We are definitely in the land of magic realism here, with falling sheep, people acting wondrously and a magnetic, religious kind of fate. At the same time Fois gives us the rustic, realistic provinciality that, say, Leonardo Sciascia gave Sicily, or a grittier Pagnol or Giono would give France. Here there is nature, eloquently given, and a lot about the nature of man in it - orders from on high, enemies across the sea, succour underground (in the titular crevasse Samuele finds his girl, and more), curses etched into the soil.
With all this lyricism, however, Fois can be not the easiest read. Here he bends his timeline almost to breaking point, revisiting events from different approaches. The narrator is a multiple one, and while some are in first person, some are third, some present tense and some past, and some get italics while most don't. I'm not sure if some of that was slack editing - certainly the proofreader needed an extra pass of these pages. But his complex, dense approach to what could have been a clearer, crisper legend can prove a little too much like hard work at times.

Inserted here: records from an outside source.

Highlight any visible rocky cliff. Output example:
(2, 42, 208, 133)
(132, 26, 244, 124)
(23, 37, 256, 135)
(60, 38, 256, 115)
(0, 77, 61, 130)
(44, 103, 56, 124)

When it's at its best we get brought to the very doorstep of Fois' characters, partly with the help of some untranslated Sardinian, and the later scenes of the inestimable Samuele and his revenge have an urgency and drive, mostly due to the seemingly flawless, unstoppable, escalating actions of the man. You can only guess what was the truth, what was legend before Fois wrote this take on it, and what he has provided for himself. There are several returning characters to bear in mind while reading - probably too many to be realistic - and to repeat, Fois goes a great way to make their circling back to the story as untidy as possible. But for a flash of Sardinian folklore, and the evocation of it set in the time the Blackshirts were beginning to be worn more and more, there is still some interest among the dense, mystical narrative shenanigans.
I must thank the publishers for my review copy.
We heartily enjoyed the same publisher's Accabadora by Michela Murgia and Silvester Mazzarella (Translator) - also set on Sardinia in the last century - surely a very obscure niche market for them to take!